Cyrus Tang

Cyrus (Wai-Kuen) Tang (b. 1969, Hong Kong)

“My art practice reflects sentiment of nostalgia through translation of disappearance into remembrance and fantasy. It reflects my examination of the paradox of reconstructing ephemeral mental images and sensations in permanent materials.

In my use of these materials I stress the process of disappearance. I think of disappearance as the vanishing or loss of something unique. That is to say, as a unique absence. Paradoxically, what disappears leaves a phantom residue, which is an excess meaning and experience. My works suggest a phantasmic site of real loss.
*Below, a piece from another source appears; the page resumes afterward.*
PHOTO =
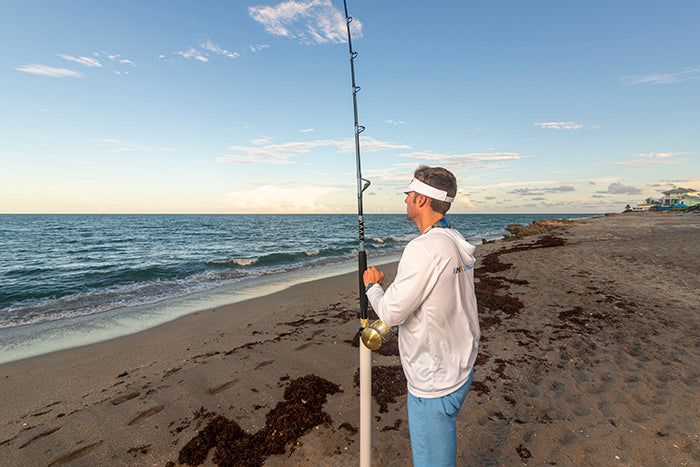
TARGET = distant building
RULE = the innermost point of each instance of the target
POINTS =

Through out my practice, I have employed a range of variously permanent and ephemeral materials including clay, water, ash, steam, snow, human’s heartbeat, animal bones, and human hair in order to produce a visual representation suggestive of the contrast and contradiction between appearance and disappearance, and between ephemerality and permanence.”

Artist Biography

Born in Hong Kong, Cyrus Tang moved to Australia in 2003. She finished her Degree (Hons) of Fine Arts at Victoria College of the Arts, Melbourne in 2004, and her Master of Fine Arts (Research) in Monash University, Melbourne in 2009. In these years, Cyrus has been offered by different residency programmes, including The National Art Studio in South Korea in 2012, Cite International de Arts, Paris in 2009 and The Banff Centre, Canada in 2008. Her works has been shown interstate in Australia and various countries including South Korea, Singapore, Japan, France, Shanghai and Sweden. She is the recipient of the Skills and Arts Development 2011 and New Work (Emerging) Grant 2009 of Australian Council for the Arts, George Mora Foundation Fellowship 2008, Theodor Urback Encouragement Award 2004, and The National Gallery of Victoria-Trustee Award 2003. She is based in Melbourne, Australia. Her work currently is represented by Anna Pappas Gallery, Melbourne, Australia.
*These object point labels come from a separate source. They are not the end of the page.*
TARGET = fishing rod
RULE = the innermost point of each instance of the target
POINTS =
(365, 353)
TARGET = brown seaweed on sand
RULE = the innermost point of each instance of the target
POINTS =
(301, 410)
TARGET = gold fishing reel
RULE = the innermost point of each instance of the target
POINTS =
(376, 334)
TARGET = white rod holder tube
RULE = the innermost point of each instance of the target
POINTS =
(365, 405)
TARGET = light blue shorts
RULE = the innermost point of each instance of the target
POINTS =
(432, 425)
During her resicency at HIAP Tang continues to work with the subject of ephemerality as a short-lived of tangible substances. Based on people, objects and nature, different traces are left. The layers are built or they disappear, based on the history and the movement of space and time. Traces are rather revealed as the remains of the flow of memories that wonders like the shadow around the boundary with our surrounding. In some ways traces possess both the ambiguity and multiplicity. In this project, She will continue to explore those traces that raise the value of existence of something faintly or do it in various appearances and forms.